Molsheim, 08 septembre 1830.

      » Aujourd'hui, dans le temple de Dieu, après avoir reçu le corps de son divin Fils et invoqué les lumières du Saint-Esprit, au pied de l'autel et du trône du Tout-Puissant, en présence de son éternelle majesté, de Notre-Seigneur et Sauveur Jésus-Christ, de la bienheureuse vierge Marie, sa mère, des douze apôtres qu'il avait choisis pour prêcher son Evangile, de tous les saints et saintes, de tous les anges, archanges, et de toutes les puissances qui forment la hiérarchie et la cour céleste ; en présence de mes frères en Jésus-Christ qui traversent avec moi cette vallée de larmes, et qui s'arrêtent en ce moment à mes côtés pour m'affermir et me soutenir : MOI, PAUVRE PÉCHEUR, voulant obéir à la voix de Dieu qui m'appelle, et cédant à l'impulsion intérieure et volontaire qui m'entraîne vers lui, je promets, la main appuyée sur les saints Evangiles, de me vouer désormais tout entier à son service dans le saint ministère, de quitter pour lui le monde et ses vanités, et de consacrer toutes mes facultés à la glorification de son nom, à l'édification de mes semblables et à la propagation de la foi ; et je supplie à cette fin mon Créateur et mon Père, le dispensateur de toute lumière et de toute force, de m'envoyer celles dont j'ai besoin pour accomplir cette pieuse résolution, pour vaincre et surmonter les obstacles que le tentateur pourrait opposer à sa pleine exécution.

Henri DE BONNECHOSE. »

      Le lendemain, Henri de Bonnechose envoya sa démission d'avocat général , revint à Besançon pour vendre son mobilier et prit congé de ses plus intimes amis. Son sacrifice était consommé.
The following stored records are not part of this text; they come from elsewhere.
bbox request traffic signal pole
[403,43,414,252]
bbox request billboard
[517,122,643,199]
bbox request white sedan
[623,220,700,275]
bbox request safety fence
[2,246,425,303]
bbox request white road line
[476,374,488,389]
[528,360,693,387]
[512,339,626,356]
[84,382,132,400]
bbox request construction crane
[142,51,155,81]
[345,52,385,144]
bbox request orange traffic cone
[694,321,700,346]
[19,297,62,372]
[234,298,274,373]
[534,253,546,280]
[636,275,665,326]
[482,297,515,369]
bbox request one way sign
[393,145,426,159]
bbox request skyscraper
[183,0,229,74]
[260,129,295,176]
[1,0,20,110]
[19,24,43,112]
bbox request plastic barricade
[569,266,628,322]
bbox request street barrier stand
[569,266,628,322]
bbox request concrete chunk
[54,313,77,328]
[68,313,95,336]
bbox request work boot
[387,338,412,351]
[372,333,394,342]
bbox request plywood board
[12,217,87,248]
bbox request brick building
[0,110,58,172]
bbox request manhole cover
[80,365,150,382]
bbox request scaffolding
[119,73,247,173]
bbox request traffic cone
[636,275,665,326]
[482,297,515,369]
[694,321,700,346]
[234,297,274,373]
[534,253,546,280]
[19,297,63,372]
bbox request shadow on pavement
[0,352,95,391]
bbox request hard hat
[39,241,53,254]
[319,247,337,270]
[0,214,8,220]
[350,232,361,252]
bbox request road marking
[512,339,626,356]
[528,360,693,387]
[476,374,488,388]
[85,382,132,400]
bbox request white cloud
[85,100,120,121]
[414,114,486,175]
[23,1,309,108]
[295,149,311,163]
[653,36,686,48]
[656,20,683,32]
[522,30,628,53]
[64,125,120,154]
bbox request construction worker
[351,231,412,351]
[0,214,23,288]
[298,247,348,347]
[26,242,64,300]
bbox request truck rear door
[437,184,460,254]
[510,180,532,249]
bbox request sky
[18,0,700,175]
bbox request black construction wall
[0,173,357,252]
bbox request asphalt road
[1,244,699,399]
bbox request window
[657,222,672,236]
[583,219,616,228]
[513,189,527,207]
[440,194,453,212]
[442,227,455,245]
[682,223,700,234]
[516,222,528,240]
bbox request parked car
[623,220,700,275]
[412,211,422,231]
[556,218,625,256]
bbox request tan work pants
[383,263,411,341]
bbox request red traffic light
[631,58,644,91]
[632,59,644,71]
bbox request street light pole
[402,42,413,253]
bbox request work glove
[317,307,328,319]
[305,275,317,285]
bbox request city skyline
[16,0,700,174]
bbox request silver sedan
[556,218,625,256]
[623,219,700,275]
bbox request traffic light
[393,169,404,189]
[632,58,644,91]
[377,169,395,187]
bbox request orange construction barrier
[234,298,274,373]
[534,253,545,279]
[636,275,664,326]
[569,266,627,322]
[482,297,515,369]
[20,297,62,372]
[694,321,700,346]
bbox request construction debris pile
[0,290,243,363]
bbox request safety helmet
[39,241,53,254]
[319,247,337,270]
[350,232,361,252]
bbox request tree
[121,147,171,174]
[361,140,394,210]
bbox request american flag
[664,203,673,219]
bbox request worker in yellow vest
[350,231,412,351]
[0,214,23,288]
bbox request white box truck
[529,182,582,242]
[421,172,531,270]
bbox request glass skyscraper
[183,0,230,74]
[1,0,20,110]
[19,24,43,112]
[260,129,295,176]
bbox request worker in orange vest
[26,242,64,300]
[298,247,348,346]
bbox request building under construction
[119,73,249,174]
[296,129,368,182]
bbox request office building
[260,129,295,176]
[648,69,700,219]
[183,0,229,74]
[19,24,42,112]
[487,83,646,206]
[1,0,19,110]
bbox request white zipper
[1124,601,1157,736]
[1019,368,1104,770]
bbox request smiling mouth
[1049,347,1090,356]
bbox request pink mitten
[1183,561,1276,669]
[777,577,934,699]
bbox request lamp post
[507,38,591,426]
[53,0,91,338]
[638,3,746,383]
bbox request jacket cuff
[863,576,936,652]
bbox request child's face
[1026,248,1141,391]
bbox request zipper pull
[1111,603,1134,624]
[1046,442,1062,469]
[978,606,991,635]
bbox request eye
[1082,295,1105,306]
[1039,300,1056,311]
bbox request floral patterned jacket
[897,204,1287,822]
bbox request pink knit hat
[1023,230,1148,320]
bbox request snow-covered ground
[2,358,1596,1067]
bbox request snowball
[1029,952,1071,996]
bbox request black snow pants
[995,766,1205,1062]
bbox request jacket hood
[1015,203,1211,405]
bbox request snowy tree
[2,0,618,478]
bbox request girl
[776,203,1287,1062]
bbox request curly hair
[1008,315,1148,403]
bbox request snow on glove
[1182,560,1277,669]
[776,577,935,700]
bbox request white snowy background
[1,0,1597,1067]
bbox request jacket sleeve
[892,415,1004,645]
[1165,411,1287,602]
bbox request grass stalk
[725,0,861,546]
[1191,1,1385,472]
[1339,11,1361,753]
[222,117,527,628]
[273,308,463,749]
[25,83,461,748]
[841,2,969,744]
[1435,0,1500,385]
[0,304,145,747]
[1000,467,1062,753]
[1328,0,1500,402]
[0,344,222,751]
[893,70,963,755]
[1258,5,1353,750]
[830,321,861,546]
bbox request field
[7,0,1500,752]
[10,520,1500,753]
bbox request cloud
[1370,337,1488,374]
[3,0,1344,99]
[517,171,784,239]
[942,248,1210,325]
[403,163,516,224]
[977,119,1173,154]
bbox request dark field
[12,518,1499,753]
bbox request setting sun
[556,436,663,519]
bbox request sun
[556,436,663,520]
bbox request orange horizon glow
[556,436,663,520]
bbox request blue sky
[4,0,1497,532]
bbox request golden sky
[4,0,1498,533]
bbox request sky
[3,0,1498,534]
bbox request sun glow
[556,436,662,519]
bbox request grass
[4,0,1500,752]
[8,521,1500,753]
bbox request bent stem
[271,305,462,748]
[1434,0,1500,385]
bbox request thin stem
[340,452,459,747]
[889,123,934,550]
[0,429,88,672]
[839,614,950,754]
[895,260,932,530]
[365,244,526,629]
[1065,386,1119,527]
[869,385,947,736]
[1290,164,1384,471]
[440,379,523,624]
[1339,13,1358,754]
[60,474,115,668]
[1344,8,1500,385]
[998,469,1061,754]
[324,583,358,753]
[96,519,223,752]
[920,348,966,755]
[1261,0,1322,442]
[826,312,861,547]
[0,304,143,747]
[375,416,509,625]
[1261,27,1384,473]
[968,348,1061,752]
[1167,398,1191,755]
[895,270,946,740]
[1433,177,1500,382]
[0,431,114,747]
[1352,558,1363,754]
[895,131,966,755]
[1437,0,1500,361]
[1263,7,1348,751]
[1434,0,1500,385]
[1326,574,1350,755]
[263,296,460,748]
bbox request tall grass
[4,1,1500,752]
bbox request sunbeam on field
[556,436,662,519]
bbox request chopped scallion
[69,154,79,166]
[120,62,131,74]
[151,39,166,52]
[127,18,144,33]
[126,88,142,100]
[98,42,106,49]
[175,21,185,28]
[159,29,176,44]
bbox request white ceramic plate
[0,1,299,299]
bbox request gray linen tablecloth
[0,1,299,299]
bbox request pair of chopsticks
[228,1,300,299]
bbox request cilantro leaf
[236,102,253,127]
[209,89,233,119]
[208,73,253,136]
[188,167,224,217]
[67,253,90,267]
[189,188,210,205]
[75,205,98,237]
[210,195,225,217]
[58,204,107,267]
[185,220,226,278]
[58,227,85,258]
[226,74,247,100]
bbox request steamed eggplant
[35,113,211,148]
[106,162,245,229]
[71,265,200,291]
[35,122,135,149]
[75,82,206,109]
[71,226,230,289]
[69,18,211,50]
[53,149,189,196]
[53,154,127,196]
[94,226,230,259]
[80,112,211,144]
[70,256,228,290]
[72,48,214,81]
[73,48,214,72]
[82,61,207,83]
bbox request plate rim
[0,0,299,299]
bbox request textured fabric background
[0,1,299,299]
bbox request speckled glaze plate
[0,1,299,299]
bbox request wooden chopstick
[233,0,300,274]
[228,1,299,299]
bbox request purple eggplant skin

      La noble et pieuse demoiselle qui l'avait aidé à le comprendre et à l'accomplir l'aida encore à en supporter les épreuves. Elle lui demeura saintement unie dans les liens affectueux d'une charité fraternelle, lui fit une large part dans ses prières et s'intéressa, pendant le reste de sa vie, qui fut fort courte, à toutes les vicissitudes de sa destinée. Elle mourut à Serre-les-Sapins, à l'âge de vingt-huit ans, le 02 juillet 1832. Henri de Bonnechose se montra fidèle à sa mémoire. Il avait gardé son portrait en miniature, mais il le tenait éloigné des yeux profanes, au fond d'un tiroir secret, parmi les lettres de son père et de sa mère, comme une de ces fleurs qu'on fanerait en les touchant. Il n'en parlait jamais, excepté aux Circourt, dont elle était la cousine, et à quelques amis. Voici quelques lignes recueillies dans sa correspondance avec Adolphe de Circourt : « Je vois, mon cher Adolphe, qu'en m'écrivant vous étiez un peu triste et découragé. J'espère que la Franche-Comté rassérénera votre horizon. C'est un voyage que je voudrais bien pouvoir faire ; j'irais y visiter, avec une tendre piété, les tombeaux du bon cardinal et d'Eulalie, et je voudrais revoir encore en ce monde sa digne et respectable mère. Cette petite maison de Serre, le jardin, l'église, le cimetière, m'ont laissé un ineffaçable souvenir. Veuillez, mon cher Adolphe, en être l'interprète auprès de madame Durand, quand vous vous rendrez auprès d'elle (61). »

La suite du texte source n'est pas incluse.